If you had any lingering sympathy for the big utilities in South Carolina, this should wipe it out:
Under pressure from the state’s major utilities, the S.C. House killed a solar bill Tuesday that was intended to protect thousands of jobs and save customers money on their monthly power bills.
The bill’s defeat, a stunning reversal from a House vote last week, brought withering criticism from many lawmakers, who said the House caved in to opposition by Duke Energy and SCE&G, derailing the legislation. Utilities have expressed concern about how competition from solar could affect them.
State Rep. James Smith, the bill’s chief sponsor, also blamed Republican Gov. Henry McMaster. Smith, a Democratic candidate for governor and potential opponent to McMaster in November’s general election, said the Republican urged some lawmakers not to vote for the bill — a point McMaster’s office hotly disputed.
“He called House Republican leadership and raked them over the coals,” Smith said he was told by fellow legislators. “It was giving me a victory. But it ain’t about me. It ain’t about Henry.”…
The solar bill died Tuesday in the House after utility boosters raised a technical point, saying passing the bill would require a two-thirds majority vote. The House voted for the legislation, 61-44, but that was short of the two-thirds required for approval….
Wow. This is bad on so many levels — particularly if our governor got involved in order to screw over his likely Democratic challenger. But even if he didn’t, this is a stunning example of bad faith, and the kind of oligarchic, anti-democratic maneuver that almost makes the anti-elite paranoia of a Bernie Sanders sound sane.
Matt Moore, the former GOP chair who has been heading up Palmetto Conservative Solar Coalition, reacted this way:
Seen much in 10+ years of SC politics, but today might take the 🍰 https://t.co/DxLYlZ4pPx
— Matt Moore (@MattMooreSC) April 11, 2018
Ten-plus years? I think that’s an understatement. In my more than 30 years of covering SC politics, I haven’t seen the likes of this. You have to go back to before my time. There probably hasn’t been a case of the powers-that-be frustrating the public will to this extent since the Old Guard found a way to disqualify charismatic gubernatorial candidate Pug Ravenel on a technicality in 1974.

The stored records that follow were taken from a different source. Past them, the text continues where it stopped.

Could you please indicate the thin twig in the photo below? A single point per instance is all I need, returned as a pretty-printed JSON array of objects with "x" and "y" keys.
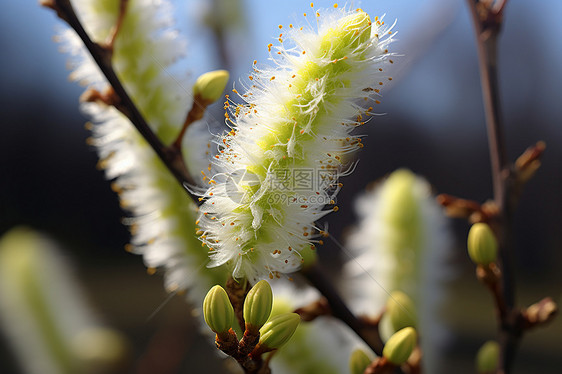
[
  {"x": 102, "y": 56},
  {"x": 487, "y": 18},
  {"x": 370, "y": 334}
]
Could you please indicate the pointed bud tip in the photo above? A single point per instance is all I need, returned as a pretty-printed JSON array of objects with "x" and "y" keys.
[
  {"x": 217, "y": 310},
  {"x": 210, "y": 86},
  {"x": 487, "y": 357},
  {"x": 278, "y": 330},
  {"x": 258, "y": 304},
  {"x": 482, "y": 244},
  {"x": 400, "y": 310}
]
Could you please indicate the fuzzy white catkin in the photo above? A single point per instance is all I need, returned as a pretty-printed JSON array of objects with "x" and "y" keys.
[
  {"x": 161, "y": 215},
  {"x": 278, "y": 168},
  {"x": 400, "y": 243}
]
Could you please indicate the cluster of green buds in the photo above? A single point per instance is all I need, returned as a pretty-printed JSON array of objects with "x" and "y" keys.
[
  {"x": 397, "y": 350},
  {"x": 482, "y": 244},
  {"x": 261, "y": 333}
]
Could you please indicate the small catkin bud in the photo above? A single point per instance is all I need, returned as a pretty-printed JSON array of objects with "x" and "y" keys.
[
  {"x": 102, "y": 350},
  {"x": 400, "y": 310},
  {"x": 210, "y": 86},
  {"x": 218, "y": 310},
  {"x": 258, "y": 304},
  {"x": 400, "y": 346},
  {"x": 482, "y": 244},
  {"x": 278, "y": 330},
  {"x": 359, "y": 361},
  {"x": 487, "y": 357}
]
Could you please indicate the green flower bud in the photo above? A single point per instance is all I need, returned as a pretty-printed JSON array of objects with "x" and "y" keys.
[
  {"x": 358, "y": 361},
  {"x": 487, "y": 357},
  {"x": 482, "y": 244},
  {"x": 400, "y": 310},
  {"x": 278, "y": 330},
  {"x": 218, "y": 310},
  {"x": 400, "y": 346},
  {"x": 210, "y": 86},
  {"x": 258, "y": 303}
]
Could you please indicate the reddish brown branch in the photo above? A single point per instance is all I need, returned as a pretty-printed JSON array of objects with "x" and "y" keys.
[
  {"x": 369, "y": 333},
  {"x": 507, "y": 180}
]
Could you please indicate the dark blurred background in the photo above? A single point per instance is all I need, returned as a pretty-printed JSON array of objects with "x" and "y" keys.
[{"x": 434, "y": 125}]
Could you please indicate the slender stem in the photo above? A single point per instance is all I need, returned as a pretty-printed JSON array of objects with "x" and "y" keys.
[
  {"x": 370, "y": 334},
  {"x": 102, "y": 56},
  {"x": 487, "y": 17}
]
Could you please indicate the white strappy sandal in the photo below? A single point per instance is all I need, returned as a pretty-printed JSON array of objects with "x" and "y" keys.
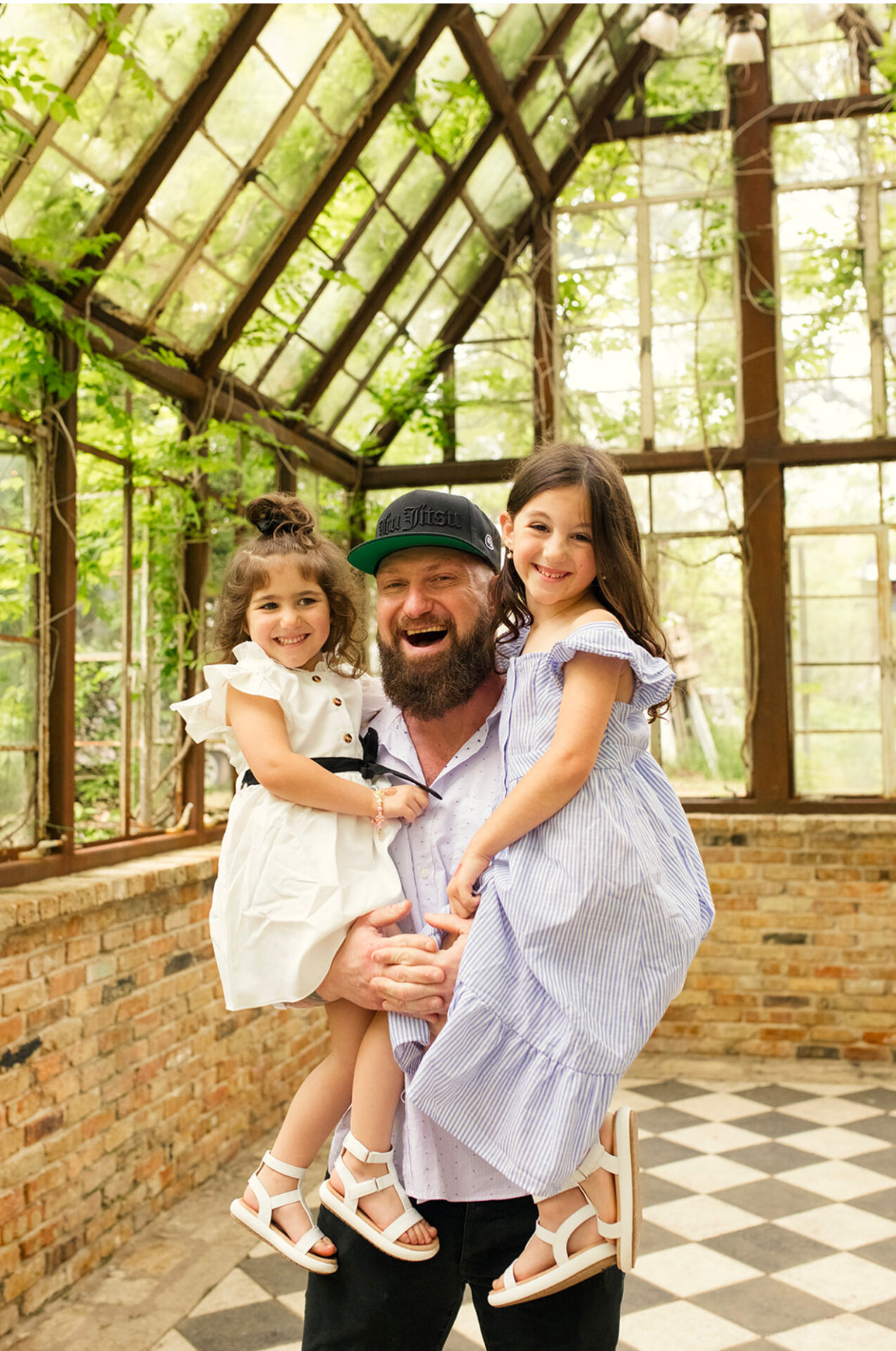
[
  {"x": 565, "y": 1270},
  {"x": 622, "y": 1235},
  {"x": 346, "y": 1207},
  {"x": 264, "y": 1227}
]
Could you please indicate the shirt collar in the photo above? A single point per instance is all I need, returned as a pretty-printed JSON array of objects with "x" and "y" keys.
[{"x": 396, "y": 741}]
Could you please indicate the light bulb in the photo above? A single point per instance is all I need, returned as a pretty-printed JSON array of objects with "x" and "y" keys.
[{"x": 662, "y": 30}]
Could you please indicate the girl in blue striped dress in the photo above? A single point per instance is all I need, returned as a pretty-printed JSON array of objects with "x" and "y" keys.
[{"x": 594, "y": 899}]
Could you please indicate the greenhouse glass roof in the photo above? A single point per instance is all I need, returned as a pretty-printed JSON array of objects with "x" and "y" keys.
[{"x": 301, "y": 198}]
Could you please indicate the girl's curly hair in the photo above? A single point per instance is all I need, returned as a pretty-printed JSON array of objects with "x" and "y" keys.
[{"x": 286, "y": 530}]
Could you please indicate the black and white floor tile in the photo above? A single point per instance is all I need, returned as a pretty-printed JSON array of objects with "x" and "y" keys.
[{"x": 769, "y": 1220}]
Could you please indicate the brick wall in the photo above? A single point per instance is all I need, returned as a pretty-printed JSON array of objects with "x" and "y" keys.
[
  {"x": 802, "y": 957},
  {"x": 123, "y": 1080}
]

The will of the people, acting through their elected representatives (which is how you do it in a republic), had been clearly expressed. The best people in the General Assembly were all for it — Democrats, and both flavors of Republican (Regular and Tom Davis).
And now, the people who gave us the shaft on the nuclear fiasco have shown us what they think of that. And of us.
So… what are we going to do about it?